# Travel Times for Seismic Wave Types - Why reflected t-x plot curves

I do not understand how the reflected wave in a seismic survey has a steepening slope (slows down) Please bear with me as I lay out my thoughts because I feel like I can grasp all of this except this one thing and I am struggling to reconcile it.

If a wave source produces waves at a point, as in a seismic geophysical survey there are 3 types of waves which we consider. There is the direct wave, the reflected wave, and the refracted wave. The reflected wave is never a first arrival. The refracted wave is first lagging behind the direct wave before reaching it at the crossover point and overtaking it. This makes sense because the refracted wave has a higher speed but it does not register its propagation at the first geophone until a certain time has elapsed since the initial pulse at the wave source; and the direct wave has been traveling from the source all the while.

On an arrival time plot where time is the vertical y-axis and where distance is the horizontal x-axis we see that the refracted wave has an unphysical beginning at the y intercept and the direct wave begins normally from the origin. Where the intersect the refracted wave overtakes the direct wave. On this type of diagram the smaller the slope, the faster the wave. The slope of the refracted wave is 1/v2 and the slope of the direct wave is simply 1/v1.
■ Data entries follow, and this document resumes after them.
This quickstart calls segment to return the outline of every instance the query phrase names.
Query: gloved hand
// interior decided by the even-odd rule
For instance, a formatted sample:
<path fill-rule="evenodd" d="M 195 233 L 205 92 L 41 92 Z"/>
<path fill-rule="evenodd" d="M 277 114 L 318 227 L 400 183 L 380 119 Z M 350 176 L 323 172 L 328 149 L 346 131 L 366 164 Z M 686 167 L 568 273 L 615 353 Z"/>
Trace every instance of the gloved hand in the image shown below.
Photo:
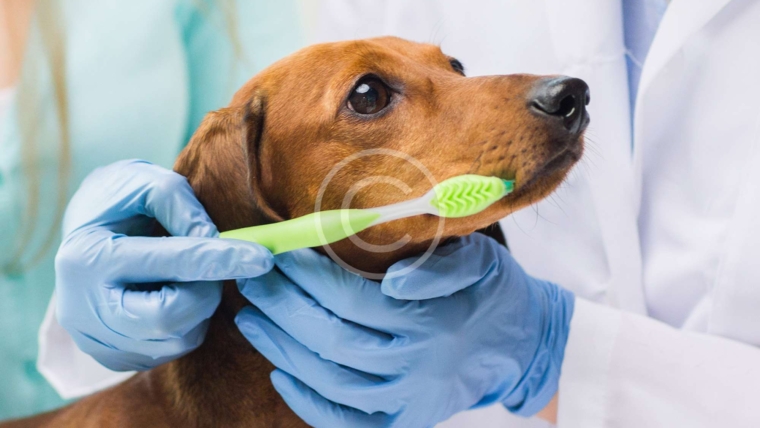
<path fill-rule="evenodd" d="M 149 237 L 158 221 L 173 237 Z M 197 348 L 223 279 L 273 265 L 264 247 L 217 239 L 184 177 L 144 161 L 90 174 L 56 256 L 58 321 L 112 370 L 146 370 Z"/>
<path fill-rule="evenodd" d="M 557 391 L 574 296 L 490 238 L 459 239 L 381 284 L 311 250 L 275 263 L 238 281 L 257 308 L 237 323 L 308 424 L 427 427 L 496 402 L 533 415 Z"/>

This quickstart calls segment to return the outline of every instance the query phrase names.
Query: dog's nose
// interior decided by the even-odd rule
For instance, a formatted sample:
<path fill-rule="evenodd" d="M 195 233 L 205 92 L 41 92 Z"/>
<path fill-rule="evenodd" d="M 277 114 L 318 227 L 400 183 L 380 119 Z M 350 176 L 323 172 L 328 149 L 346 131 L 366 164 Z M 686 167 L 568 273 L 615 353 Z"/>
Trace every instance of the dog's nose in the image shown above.
<path fill-rule="evenodd" d="M 588 126 L 586 106 L 591 97 L 583 80 L 564 76 L 542 80 L 531 96 L 530 107 L 534 111 L 561 120 L 571 133 L 579 134 Z"/>

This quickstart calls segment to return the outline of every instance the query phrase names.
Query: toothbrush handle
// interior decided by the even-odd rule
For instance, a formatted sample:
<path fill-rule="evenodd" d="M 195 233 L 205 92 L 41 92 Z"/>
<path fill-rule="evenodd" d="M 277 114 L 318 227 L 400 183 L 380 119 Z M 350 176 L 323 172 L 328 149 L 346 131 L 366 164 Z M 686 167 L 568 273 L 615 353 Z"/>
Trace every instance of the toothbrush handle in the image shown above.
<path fill-rule="evenodd" d="M 369 227 L 378 217 L 379 213 L 363 209 L 320 211 L 279 223 L 229 230 L 219 237 L 255 242 L 272 254 L 280 254 L 348 238 Z"/>

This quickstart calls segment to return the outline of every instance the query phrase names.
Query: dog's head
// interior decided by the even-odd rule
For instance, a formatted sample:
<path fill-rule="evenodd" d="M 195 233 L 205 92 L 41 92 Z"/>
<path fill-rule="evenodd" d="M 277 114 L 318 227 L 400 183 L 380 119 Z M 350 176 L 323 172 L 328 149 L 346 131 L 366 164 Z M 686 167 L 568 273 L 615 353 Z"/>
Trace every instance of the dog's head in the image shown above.
<path fill-rule="evenodd" d="M 354 208 L 387 205 L 460 174 L 515 180 L 515 191 L 482 213 L 445 221 L 443 237 L 460 236 L 564 180 L 583 152 L 588 100 L 578 79 L 467 78 L 433 45 L 394 37 L 322 44 L 275 63 L 210 113 L 175 168 L 220 230 L 302 216 L 317 203 L 341 208 L 346 195 Z M 380 245 L 411 237 L 389 253 L 367 254 L 349 240 L 333 249 L 382 271 L 424 249 L 438 222 L 417 216 L 360 234 Z"/>

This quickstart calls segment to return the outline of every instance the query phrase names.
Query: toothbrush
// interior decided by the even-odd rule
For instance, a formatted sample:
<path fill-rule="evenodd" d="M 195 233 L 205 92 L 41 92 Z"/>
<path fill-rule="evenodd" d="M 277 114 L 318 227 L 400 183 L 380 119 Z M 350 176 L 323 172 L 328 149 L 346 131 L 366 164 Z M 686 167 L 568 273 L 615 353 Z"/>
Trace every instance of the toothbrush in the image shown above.
<path fill-rule="evenodd" d="M 420 214 L 444 218 L 477 214 L 514 190 L 513 180 L 459 175 L 438 183 L 419 198 L 377 208 L 319 211 L 279 223 L 222 232 L 219 236 L 255 242 L 273 254 L 319 247 L 392 220 Z"/>

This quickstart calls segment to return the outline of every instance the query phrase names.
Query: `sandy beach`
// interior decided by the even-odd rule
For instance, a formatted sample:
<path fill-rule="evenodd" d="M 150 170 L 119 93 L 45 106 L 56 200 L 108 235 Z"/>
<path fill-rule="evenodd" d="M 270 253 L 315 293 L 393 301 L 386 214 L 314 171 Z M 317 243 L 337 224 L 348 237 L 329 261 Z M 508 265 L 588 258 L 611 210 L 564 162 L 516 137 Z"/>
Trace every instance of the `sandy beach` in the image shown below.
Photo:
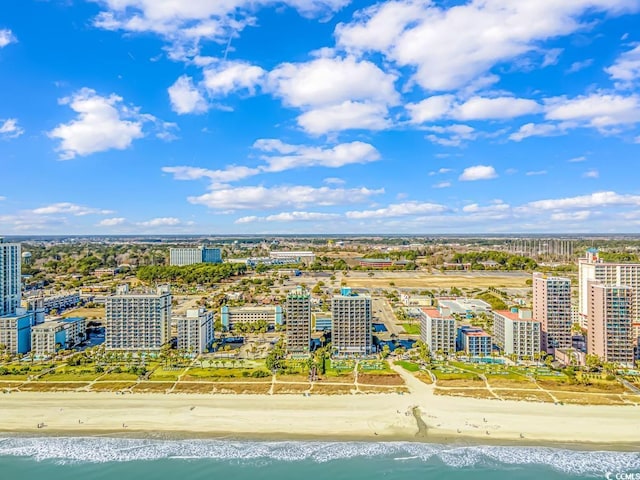
<path fill-rule="evenodd" d="M 426 389 L 310 397 L 12 393 L 0 396 L 0 430 L 640 447 L 640 409 L 441 397 Z"/>

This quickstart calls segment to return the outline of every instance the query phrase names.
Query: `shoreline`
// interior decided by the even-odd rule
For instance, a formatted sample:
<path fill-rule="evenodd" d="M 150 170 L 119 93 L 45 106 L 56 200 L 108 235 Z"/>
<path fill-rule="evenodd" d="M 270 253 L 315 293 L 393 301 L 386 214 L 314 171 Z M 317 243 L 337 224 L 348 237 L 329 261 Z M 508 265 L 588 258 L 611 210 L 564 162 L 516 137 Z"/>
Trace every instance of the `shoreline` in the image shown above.
<path fill-rule="evenodd" d="M 302 397 L 14 392 L 0 397 L 0 435 L 411 442 L 640 452 L 640 422 L 633 420 L 638 413 L 635 407 L 415 393 Z M 46 427 L 37 428 L 40 423 Z"/>
<path fill-rule="evenodd" d="M 366 437 L 366 436 L 318 436 L 304 434 L 283 434 L 283 433 L 265 433 L 239 435 L 232 432 L 216 432 L 216 433 L 196 433 L 188 430 L 175 430 L 172 432 L 163 432 L 162 434 L 149 432 L 146 430 L 130 430 L 122 432 L 113 431 L 86 431 L 86 430 L 24 430 L 24 431 L 6 431 L 0 429 L 0 437 L 5 438 L 54 438 L 54 439 L 109 439 L 109 440 L 150 440 L 158 442 L 171 441 L 227 441 L 227 442 L 246 442 L 246 443 L 379 443 L 379 444 L 416 444 L 416 445 L 434 445 L 441 447 L 457 448 L 473 448 L 473 447 L 515 447 L 515 448 L 550 448 L 556 450 L 570 450 L 576 452 L 620 452 L 620 453 L 640 453 L 640 445 L 628 442 L 554 442 L 554 441 L 527 441 L 526 439 L 517 442 L 515 440 L 486 439 L 480 441 L 477 437 L 451 437 L 447 435 L 433 435 L 422 439 L 415 437 Z"/>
What I do not understand is why the reflected wave has a hyperbolic or curved trajectory on this plot. The slope steepens as it asymptotically approaches the direct wave. It makes sense that over long distances that the direct wave and the reflected wave should merge to almost being indistinguishable, but how is it possible that the reflected wave plot as a steepening slope i.e. is slowing down? The reflected wave travels less surface distance per unit time the smaller its angle of incidence ( meaning closer to the source) because it is more vertical than horizontal. Over time it becomes more horizontal and therefore more like a direct wave which takes a shorter and quicker path across the surface. What am I missing? Why does the reflection plot curve as it does?

This is conceptually relatively simple if you look at where the reflection (and refraction) happen, and in fact you have articulated the key concept in your question:

The reflected wave ...Over time it becomes more horizontal and therefore more like a direct wave which takes a shorter and quicker path across the surface.

This is absolutely correct. So if you are close to the seismic source (distance a, where a is small), the direct wave is quickest, as the reflected wave has to first travel down to the boundary before being reflected back. It travels a little over 2b, where b is the depth of the boundary layer. That "little over" depends on the angle, which is related to the distance a.

As an example, look at the image below, from this presentation on reflected, refracted and diffracted waves. The 2nd of the reflected waves is not much larger than the first, however the direct wave has travelled 4 times as far.

If a is much larger than b, then that 2b portion becomes less and less significant, and in fact you can say the distance travelled by the reflected wave tends towards a.

So the graph does not show that the velocity of the wave is slowing down, more that the distance relationship with the angle of reflection tends to an asymptote.

• Read your answer and the attached presentation and they both make sense to me except I seem to be missing where a and b are, I assume they different values in the offset of x where a < b < 2b but not entirely clear. – user824 May 1 '19 at 18:17
• On the plot though, the reflected wave curves upward to approach the direct wave. It's slope increases which on this diagram means it's slowing down, not speeding up. How could it have to slow down to converge with the direct wave? It doesn't make physical sense. Unless this is just a side effect of the reflection equation being nonlinear with respect to distance – MattGeo May 1 '19 at 20:47
• No, the graph indicates the equation relationship, not a slowing down. – Rory Alsop May 1 '19 at 20:52

You might be viewing the problem in wrong light. Given this graph we want to find the velocity V1 (a parameter that defines the shape of hyperbola). V1 has effect on shape of hyperbola as whole.

Instantaneous velocity does not make sense here. I would term it as "apparent velocity", as you are using single point data rather than the whole hyperbola to judge velocity of the medium.

Hyperbolic equation is $$t^2= (x/v1)^2 + (2h/v1)^2$$

You can use $$X^2-T^2$$ plot and find the slope and therefore $$v1$$ using linear regression.